Sorbet z liczi i imbiru
Przepis na ten apetyczny sorbet znalazłam w książeczce "Kuchnia tajska", a pomysł wziął się stąd, że miałam otwartą puszkę z liczi, z którymi nie wiedziałam co zrobić. Kilka sztuk użyłam do dekoracji tortu, a na resztę jakoś nie było chętnych. Zasadniczą przeszkodą w realizacji tego przepisu okazał się kandyzowany imbir - obeszłam chyba wszystkie sklepy, które mogłyby mieć go w ofercie, i nie dostałam go. W końcu w Piotrze i Pawle znalazłam francuski dżem z pomarańczy i imbiru, i wydaje mi się, że dobrze tu pasuje. Sorbet jest bardzo pyszny - lekko ostry dzięki dodatkowi imbiru, bardzo orzeźwiający, zdecydowanie do zapamiętania i przygotowania latem.

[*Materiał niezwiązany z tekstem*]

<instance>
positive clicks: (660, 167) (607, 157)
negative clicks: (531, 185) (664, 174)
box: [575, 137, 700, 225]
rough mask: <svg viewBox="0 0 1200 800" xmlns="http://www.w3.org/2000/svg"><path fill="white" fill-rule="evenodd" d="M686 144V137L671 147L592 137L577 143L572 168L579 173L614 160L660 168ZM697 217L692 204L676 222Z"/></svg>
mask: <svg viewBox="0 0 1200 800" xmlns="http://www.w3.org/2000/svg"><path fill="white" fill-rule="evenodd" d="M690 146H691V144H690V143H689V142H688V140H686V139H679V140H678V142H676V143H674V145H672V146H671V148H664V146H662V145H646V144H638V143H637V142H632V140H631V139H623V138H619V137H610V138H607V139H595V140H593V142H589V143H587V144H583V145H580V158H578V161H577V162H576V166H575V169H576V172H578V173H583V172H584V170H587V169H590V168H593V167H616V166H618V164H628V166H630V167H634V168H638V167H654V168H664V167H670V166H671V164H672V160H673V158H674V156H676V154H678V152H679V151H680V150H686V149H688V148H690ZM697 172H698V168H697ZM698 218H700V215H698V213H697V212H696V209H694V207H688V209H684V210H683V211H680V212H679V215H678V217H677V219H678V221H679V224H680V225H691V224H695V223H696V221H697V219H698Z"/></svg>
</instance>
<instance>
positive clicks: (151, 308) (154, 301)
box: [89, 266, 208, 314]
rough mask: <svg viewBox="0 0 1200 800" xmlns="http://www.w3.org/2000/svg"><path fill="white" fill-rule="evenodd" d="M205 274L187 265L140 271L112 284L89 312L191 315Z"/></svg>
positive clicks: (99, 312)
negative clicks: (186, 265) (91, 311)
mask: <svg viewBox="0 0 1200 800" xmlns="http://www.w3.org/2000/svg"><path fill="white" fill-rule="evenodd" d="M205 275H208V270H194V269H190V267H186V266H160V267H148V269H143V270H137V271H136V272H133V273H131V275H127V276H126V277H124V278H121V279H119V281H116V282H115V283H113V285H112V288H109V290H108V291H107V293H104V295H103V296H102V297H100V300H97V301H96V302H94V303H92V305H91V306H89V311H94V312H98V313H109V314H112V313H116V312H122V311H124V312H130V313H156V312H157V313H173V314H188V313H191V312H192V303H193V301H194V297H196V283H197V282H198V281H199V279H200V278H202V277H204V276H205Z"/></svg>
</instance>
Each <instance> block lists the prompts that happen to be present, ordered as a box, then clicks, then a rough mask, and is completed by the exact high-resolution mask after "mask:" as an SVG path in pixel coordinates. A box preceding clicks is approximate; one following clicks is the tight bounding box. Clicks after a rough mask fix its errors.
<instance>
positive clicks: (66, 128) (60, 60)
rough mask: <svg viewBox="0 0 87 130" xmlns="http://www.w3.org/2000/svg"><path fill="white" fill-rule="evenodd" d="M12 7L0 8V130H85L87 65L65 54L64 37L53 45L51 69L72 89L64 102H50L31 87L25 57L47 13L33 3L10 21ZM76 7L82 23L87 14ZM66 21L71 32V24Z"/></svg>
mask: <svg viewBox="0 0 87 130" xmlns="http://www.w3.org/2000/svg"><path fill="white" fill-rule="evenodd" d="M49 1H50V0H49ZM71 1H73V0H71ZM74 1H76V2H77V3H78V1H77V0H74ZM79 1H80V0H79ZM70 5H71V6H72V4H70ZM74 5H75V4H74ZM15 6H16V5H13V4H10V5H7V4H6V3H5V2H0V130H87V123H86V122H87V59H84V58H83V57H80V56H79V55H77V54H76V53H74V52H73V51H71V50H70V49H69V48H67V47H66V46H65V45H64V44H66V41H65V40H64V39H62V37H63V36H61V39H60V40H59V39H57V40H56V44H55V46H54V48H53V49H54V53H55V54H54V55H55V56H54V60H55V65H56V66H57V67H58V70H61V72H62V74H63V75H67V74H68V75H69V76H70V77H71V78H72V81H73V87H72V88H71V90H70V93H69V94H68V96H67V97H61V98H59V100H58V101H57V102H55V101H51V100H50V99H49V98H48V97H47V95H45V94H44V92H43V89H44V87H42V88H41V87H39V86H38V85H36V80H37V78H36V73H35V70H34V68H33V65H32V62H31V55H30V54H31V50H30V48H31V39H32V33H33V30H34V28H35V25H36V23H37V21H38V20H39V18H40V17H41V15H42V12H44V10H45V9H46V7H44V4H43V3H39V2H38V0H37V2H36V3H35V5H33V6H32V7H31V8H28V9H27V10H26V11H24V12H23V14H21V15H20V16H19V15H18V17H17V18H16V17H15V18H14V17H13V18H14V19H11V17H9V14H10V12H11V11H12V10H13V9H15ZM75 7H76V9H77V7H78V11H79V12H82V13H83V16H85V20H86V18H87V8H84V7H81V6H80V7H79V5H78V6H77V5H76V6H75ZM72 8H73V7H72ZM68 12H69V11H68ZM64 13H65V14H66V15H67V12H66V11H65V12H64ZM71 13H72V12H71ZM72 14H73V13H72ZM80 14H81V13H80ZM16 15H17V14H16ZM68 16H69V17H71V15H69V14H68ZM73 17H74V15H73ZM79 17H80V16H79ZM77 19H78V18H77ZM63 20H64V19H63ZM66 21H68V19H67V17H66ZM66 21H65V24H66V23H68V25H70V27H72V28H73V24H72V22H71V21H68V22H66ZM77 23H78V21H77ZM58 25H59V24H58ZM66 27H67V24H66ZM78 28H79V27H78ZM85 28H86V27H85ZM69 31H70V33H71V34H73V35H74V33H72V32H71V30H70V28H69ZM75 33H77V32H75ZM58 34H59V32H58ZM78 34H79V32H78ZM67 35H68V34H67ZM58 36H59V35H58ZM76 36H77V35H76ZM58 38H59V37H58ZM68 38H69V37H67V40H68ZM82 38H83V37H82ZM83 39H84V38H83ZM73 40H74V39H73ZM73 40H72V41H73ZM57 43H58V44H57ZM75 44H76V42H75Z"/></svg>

W oryginalnym przepisie znajdowała się jeszcze piana z białek, ja jednak pominęłam ten składnik.
Składniki:
1 puszka liczi w syropie
3 łyżki kandyzowanego imbiru razem z syropem
sok i skórka z jednej lemonki
Wszystkie składniki dokładnie zmiksuj i włóż do zamrażalnika w płaskim pojemniku. Co pół godziny wyjmuj pojemnik i ponownie miksuj sorbet, ewentualnie dokładnie mieszaj widelcem.